Slow-Cooked Pork Ragu
Tender, slow-cooked pork shoulder is combined with fennel seeds and a generous spoonful of La Saucy Salsa Paprika to make this incredibly rich, flavoursome pasta sauce. What’s more, it requires minimal effort – just give it plenty of time to simmer and it turns out beautifully. Serve with fresh tagliatelle for a gorgeously comforting dinner.
1 large carrot
2 garlic cloves
1 tbsp fennel seeds
Olive oil for frying
500g pork shoulder
6 ripe tomatoes
A glass of red wine
1 tbsp tomato puree
1 tbsp La Saucy Salsa Paprika
A pinch of salt and black pepper
Fresh tagliatelle, to serve
- Peel and finely chop the carrot and garlic, and fry gently with the fennel seeds in a splash of olive oil until the carrot is nicely softened.

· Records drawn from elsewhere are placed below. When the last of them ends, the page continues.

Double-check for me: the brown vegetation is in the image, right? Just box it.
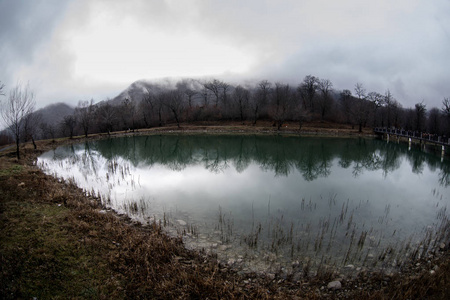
[0,125,450,299]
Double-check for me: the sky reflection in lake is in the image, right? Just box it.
[38,135,450,274]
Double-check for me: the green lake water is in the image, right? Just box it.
[38,135,450,272]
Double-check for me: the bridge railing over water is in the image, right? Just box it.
[374,127,450,146]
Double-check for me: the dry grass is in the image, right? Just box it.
[0,123,450,299]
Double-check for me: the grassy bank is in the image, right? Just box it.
[0,126,450,299]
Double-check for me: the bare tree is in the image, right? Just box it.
[318,79,333,120]
[0,81,5,96]
[164,90,185,128]
[414,101,427,132]
[61,115,77,139]
[96,102,118,135]
[340,90,353,124]
[427,107,442,134]
[271,83,294,130]
[233,85,250,122]
[367,92,383,126]
[23,112,42,149]
[75,99,94,137]
[122,97,136,132]
[298,75,319,112]
[203,79,228,107]
[441,98,450,135]
[1,84,36,159]
[351,82,370,132]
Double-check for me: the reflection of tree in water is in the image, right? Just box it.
[439,164,450,187]
[54,135,450,186]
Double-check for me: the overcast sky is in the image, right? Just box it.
[0,0,450,108]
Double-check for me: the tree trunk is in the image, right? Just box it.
[16,138,20,160]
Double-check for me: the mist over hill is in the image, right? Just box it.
[35,102,75,126]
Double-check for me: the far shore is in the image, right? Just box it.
[0,122,450,299]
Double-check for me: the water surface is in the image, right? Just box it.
[38,135,450,272]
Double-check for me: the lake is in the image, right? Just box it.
[38,134,450,274]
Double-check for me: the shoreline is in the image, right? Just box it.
[0,126,450,299]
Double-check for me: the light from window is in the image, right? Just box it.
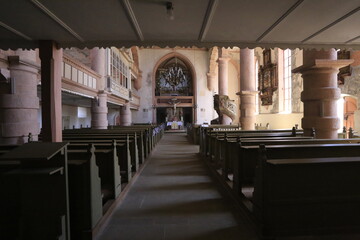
[255,61,259,114]
[109,48,129,88]
[284,49,291,112]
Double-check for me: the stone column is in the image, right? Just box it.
[293,49,353,139]
[237,48,257,130]
[0,50,40,144]
[120,102,132,126]
[91,93,108,129]
[90,47,108,129]
[218,48,232,125]
[206,73,216,92]
[39,40,63,142]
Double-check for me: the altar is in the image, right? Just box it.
[166,121,184,130]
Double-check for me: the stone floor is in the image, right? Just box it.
[97,133,258,240]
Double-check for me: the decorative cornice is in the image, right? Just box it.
[8,56,41,71]
[121,0,144,41]
[198,0,219,42]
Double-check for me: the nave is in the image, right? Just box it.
[97,133,258,240]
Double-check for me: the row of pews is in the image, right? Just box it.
[194,126,360,239]
[0,125,164,240]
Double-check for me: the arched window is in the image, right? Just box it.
[284,49,292,112]
[155,57,193,96]
[255,60,260,114]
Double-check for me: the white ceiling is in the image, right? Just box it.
[0,0,360,50]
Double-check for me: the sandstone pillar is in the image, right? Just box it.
[120,102,132,126]
[91,93,108,129]
[90,47,108,129]
[293,49,353,139]
[206,73,216,92]
[218,48,232,125]
[39,40,63,142]
[0,51,40,144]
[238,48,257,130]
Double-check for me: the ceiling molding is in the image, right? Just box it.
[31,0,84,42]
[198,0,219,42]
[345,35,360,43]
[0,21,32,41]
[301,7,360,43]
[256,0,304,42]
[121,0,144,41]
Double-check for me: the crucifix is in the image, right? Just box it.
[169,98,181,111]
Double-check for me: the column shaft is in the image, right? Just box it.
[120,102,132,126]
[294,49,352,139]
[0,51,40,144]
[39,40,63,142]
[218,48,232,125]
[91,93,108,129]
[238,48,257,130]
[90,47,108,129]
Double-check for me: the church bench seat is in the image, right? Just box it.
[215,135,313,179]
[235,142,360,194]
[200,129,302,157]
[63,129,146,163]
[68,145,103,239]
[67,138,133,183]
[68,141,121,201]
[252,145,360,238]
[63,134,139,172]
[0,143,70,240]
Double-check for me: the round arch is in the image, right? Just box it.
[152,52,197,123]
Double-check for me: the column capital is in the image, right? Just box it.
[8,56,40,72]
[292,59,354,73]
[236,90,259,96]
[217,57,231,64]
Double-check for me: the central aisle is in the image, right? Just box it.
[98,133,257,240]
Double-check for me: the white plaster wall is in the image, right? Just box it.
[133,48,214,123]
[228,62,240,124]
[62,105,91,128]
[255,113,303,129]
[107,107,120,126]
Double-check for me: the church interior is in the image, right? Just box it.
[0,0,360,240]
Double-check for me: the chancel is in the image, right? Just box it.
[0,0,360,240]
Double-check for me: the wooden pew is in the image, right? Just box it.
[68,140,121,203]
[68,144,103,240]
[63,129,143,163]
[214,135,313,179]
[0,143,70,240]
[67,138,132,183]
[200,128,303,157]
[230,138,360,194]
[253,144,360,239]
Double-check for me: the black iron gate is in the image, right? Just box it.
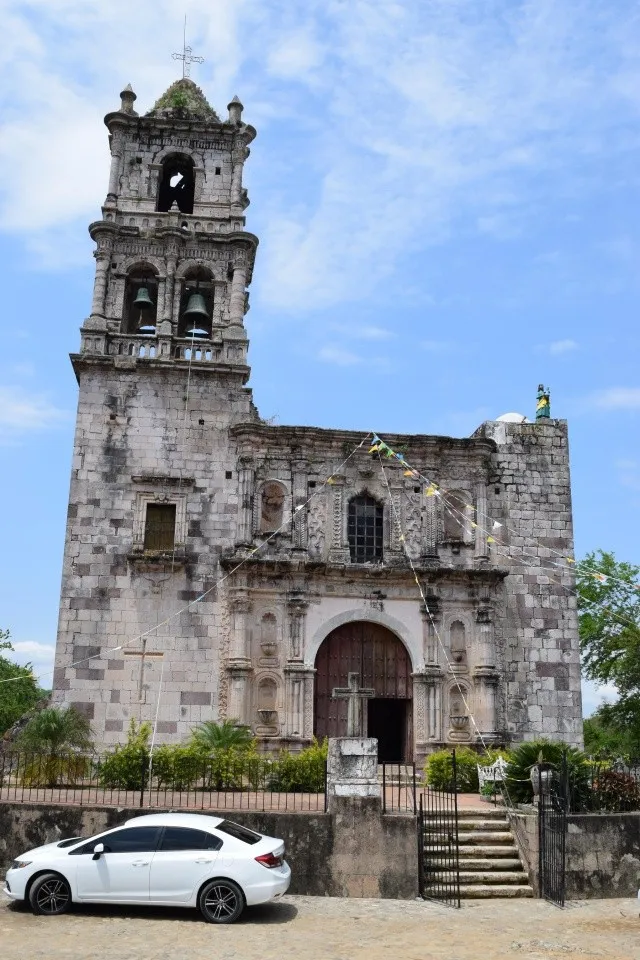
[538,756,569,907]
[418,750,460,907]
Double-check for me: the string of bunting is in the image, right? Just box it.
[0,433,371,684]
[369,433,640,591]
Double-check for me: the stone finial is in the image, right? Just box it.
[227,97,244,123]
[120,83,138,116]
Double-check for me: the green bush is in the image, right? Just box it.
[268,737,328,793]
[20,753,91,787]
[592,769,640,813]
[424,747,480,793]
[506,739,589,809]
[98,718,152,790]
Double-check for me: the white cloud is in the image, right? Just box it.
[318,346,364,367]
[267,29,324,80]
[549,339,578,357]
[0,386,69,443]
[0,0,638,312]
[586,387,640,410]
[420,340,457,353]
[5,640,56,689]
[329,323,395,340]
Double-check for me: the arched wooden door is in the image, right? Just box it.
[314,620,413,761]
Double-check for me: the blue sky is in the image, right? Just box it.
[0,0,640,709]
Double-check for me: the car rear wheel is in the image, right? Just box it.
[198,880,244,923]
[29,873,71,917]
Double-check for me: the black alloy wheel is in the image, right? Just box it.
[198,880,244,923]
[29,873,71,917]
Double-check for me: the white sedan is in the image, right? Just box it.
[4,813,291,923]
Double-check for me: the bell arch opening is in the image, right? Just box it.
[313,620,413,762]
[156,153,196,213]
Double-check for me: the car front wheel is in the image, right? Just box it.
[198,880,244,923]
[29,873,71,917]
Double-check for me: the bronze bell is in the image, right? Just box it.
[183,293,209,337]
[133,287,153,310]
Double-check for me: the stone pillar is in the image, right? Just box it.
[107,129,123,204]
[229,260,247,337]
[236,457,254,546]
[475,483,489,562]
[287,594,309,661]
[231,146,247,203]
[91,250,111,317]
[422,497,438,559]
[327,737,382,813]
[158,257,179,333]
[284,664,309,741]
[291,460,307,553]
[329,477,351,563]
[473,667,499,744]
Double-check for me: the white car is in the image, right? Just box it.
[4,813,291,923]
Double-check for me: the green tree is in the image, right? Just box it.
[17,707,93,757]
[577,550,640,756]
[0,630,46,737]
[191,720,254,753]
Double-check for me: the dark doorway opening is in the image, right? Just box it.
[367,697,410,763]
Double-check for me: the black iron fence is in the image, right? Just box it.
[418,750,460,907]
[567,760,640,813]
[0,750,327,812]
[381,763,418,816]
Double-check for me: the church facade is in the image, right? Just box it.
[54,79,582,761]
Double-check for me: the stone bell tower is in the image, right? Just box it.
[54,78,258,744]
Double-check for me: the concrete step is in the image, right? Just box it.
[460,883,533,900]
[458,819,509,833]
[436,840,519,863]
[458,830,513,846]
[460,870,529,887]
[458,856,522,872]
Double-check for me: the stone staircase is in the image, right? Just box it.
[425,809,533,899]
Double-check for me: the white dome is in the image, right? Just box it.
[496,413,527,423]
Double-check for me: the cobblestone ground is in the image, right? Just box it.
[0,897,640,960]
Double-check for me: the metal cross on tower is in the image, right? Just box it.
[331,673,376,737]
[171,16,204,80]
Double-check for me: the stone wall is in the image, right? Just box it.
[0,798,418,899]
[513,813,640,900]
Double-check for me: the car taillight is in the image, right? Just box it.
[255,853,284,870]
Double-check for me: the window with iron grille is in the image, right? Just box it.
[144,503,176,550]
[347,494,384,563]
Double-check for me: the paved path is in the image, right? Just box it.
[0,897,640,960]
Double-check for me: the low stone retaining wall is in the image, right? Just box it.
[0,797,418,899]
[513,812,640,900]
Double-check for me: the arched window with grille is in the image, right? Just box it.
[347,494,384,563]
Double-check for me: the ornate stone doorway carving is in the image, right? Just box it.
[313,620,413,761]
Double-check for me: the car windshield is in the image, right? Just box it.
[216,820,262,843]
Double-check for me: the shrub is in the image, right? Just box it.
[424,747,480,793]
[19,753,91,787]
[506,739,589,809]
[591,770,640,813]
[268,737,328,793]
[98,718,151,790]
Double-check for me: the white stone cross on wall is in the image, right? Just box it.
[331,673,376,737]
[123,637,164,703]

- Cut the pork shoulder into bite-sized pieces and add to the pan – fry for no more than a couple of minutes, then add the red wine and let it simmer for a few minutes more.
- Roughly chop the tomatoes and then add to the pan with the tomato puree and La Saucy Salsa Paprika. Stir really well and then leave to simmer, uncovered, for an hour and a half. Stir occasionally, and add a little water if it starts to stick towards the end.
- By this point, the meat should be really tender and starting to come apart. Give it a good mix to break up the pork further, then season to taste with salt and black pepper. Cook the fresh tagliatelle according to the instructions on the packet, then stir through the sauce and serve.